Only then did Tellondel widen his eyes as if he recognized Sylvester.
“Are you perhaps the guest that His Excellency brought?”
Only then did the soldiers let out a deep sigh of relief, as if they had been saved.
Sylvester didn’t seem to care what their reactions were, only looking around.
“Anyway. That was close. To face that many undead of all things.”
“…We can’t believe it either. For so many undead to appear like that… Could it be… Is this also an effect of the war?”
“Well. I don’t think it’s easy to jump to conclusions.”
Sylvester answered, still looking around.
In fact, this boy had some reservations about the current phenomenon.
‘No matter how I look at it, those things from earlier weren’t naturally occurring…’
But there was something suspicious about saying they were deliberately created.
Like a side effect of something.
‘There’s something there.’
At least, Sylvester’s senses strongly suggested that.
‘But what on earth…’
Even when he looked around, no suspicious traces were found.
‘I couldn’t even find a trace?’
That was even more suspicious.
He was confident that he could detect even the signs of a skilled black magician if they had used their power.
Yet even his senses were being toyed with.
‘Anyway, I can’t stay here for long…’
Sylvester decided against delving too deeply for now.
He was worried about the rescued soldiers, but more than anything, he felt that rashly digging in would be disadvantageous to him as well.

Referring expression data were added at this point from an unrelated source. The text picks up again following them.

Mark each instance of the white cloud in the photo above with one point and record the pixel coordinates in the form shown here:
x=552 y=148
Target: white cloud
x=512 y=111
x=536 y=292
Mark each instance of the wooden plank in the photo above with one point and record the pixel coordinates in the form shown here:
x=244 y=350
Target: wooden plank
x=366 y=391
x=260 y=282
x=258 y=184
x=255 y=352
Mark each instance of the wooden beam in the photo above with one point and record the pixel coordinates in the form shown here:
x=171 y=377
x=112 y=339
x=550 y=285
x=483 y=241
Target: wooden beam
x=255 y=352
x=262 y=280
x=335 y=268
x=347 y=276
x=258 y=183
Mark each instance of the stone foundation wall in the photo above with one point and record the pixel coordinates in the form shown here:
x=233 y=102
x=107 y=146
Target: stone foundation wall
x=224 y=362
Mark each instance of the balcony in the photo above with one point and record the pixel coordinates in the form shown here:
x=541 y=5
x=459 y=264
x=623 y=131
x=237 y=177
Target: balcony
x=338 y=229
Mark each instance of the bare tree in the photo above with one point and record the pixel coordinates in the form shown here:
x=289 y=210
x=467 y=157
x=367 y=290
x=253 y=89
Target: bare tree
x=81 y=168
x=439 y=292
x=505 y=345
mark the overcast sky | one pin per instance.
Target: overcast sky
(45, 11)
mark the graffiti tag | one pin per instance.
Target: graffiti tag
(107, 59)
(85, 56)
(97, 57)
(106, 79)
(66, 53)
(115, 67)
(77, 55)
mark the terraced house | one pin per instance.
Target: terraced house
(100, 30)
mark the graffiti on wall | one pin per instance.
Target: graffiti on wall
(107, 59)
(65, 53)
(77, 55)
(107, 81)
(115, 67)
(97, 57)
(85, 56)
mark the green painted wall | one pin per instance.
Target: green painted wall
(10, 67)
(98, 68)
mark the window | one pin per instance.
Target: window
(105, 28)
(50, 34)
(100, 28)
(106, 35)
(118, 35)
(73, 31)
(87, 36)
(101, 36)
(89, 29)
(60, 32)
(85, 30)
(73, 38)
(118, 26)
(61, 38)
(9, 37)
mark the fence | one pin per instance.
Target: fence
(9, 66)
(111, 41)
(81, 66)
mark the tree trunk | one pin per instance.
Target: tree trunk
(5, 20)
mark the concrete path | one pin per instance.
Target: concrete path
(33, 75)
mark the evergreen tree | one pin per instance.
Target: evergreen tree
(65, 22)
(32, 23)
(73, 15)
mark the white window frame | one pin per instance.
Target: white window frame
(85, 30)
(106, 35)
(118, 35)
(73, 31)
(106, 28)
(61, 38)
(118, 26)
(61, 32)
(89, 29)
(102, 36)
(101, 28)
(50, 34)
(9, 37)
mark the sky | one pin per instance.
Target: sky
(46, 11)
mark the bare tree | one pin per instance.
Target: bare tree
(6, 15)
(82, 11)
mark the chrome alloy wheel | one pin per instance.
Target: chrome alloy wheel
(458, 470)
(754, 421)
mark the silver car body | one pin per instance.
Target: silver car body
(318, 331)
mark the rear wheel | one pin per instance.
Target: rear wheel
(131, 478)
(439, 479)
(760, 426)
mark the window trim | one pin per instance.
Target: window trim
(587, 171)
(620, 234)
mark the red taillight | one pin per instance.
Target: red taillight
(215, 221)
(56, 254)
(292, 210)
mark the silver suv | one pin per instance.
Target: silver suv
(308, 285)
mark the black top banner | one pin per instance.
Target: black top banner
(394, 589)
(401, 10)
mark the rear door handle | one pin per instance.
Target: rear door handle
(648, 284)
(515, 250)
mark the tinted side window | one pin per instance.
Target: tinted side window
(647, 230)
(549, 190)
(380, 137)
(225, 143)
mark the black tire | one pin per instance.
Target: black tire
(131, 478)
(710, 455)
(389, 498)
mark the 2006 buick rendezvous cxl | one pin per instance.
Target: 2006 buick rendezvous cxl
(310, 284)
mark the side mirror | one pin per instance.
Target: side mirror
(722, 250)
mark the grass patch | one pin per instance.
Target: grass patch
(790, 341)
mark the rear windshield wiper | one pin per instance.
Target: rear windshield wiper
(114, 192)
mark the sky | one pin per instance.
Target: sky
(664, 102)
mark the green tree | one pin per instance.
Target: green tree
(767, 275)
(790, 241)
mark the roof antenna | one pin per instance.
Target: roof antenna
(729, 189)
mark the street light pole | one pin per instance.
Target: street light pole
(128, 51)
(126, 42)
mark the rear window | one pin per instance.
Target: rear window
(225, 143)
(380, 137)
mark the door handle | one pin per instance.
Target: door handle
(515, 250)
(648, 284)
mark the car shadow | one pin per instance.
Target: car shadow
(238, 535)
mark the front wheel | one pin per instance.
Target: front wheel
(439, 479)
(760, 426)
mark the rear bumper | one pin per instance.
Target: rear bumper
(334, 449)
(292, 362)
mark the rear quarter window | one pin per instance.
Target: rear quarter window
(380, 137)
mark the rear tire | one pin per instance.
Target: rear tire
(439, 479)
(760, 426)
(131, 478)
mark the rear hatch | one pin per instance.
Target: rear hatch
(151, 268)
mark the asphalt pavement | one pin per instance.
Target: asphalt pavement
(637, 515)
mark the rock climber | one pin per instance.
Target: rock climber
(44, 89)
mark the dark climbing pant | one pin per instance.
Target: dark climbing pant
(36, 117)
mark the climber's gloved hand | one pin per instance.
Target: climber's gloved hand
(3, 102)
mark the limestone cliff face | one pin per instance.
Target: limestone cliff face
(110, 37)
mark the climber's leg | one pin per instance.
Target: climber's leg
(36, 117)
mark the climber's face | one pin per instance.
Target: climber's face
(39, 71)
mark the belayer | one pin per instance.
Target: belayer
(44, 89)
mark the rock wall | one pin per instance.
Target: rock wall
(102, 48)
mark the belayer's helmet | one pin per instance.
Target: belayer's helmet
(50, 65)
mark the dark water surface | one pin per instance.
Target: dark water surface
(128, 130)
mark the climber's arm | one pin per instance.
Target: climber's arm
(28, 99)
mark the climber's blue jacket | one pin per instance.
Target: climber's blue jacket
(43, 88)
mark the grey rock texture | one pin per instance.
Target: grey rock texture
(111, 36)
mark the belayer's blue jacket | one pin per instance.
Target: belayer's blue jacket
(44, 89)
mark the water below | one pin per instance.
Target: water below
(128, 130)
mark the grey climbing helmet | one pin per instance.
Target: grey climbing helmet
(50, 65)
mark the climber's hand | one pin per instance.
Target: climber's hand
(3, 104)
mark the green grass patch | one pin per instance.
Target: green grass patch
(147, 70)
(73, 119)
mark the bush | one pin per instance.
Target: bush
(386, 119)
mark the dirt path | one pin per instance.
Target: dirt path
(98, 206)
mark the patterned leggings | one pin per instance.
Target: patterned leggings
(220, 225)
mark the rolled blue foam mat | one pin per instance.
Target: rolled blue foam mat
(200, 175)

‘First, I need to understand more and think about it.’
Sylvester didn’t neglect to sharpen his senses and returned to the fortress for now.
Nothing had happened in the meantime, but.
Rather, that made him feel even more uneasy.
* * *
And the place where they disappeared.
Long after their presence faded, four dark figures quietly emerged from the darkness.
“…Did they leave?”
“…Yes, they definitely left.”
“…How foolish.”
“…They didn’t notice until the end.”
They chuckled quietly at the humans from earlier and resumed the work they had been doing.
The undead from earlier were unavoidable byproducts of carrying out the plan.
It was annoying that the humans had noticed and intervened, but fortunately, they hadn’t noticed their existence yet.
Not even that terrifying silver-haired human knew.
If even the wary human had left without noticing, there was nothing more to fear.
They giggled and began their work as if they were enjoying it.
“…When this is completed.”
“…It will be as He wishes.”
“…If that happens…”
“…We will be saved.”
They murmured in unison as if imagining a pleasant dream.
“…And the earth will be our new home.”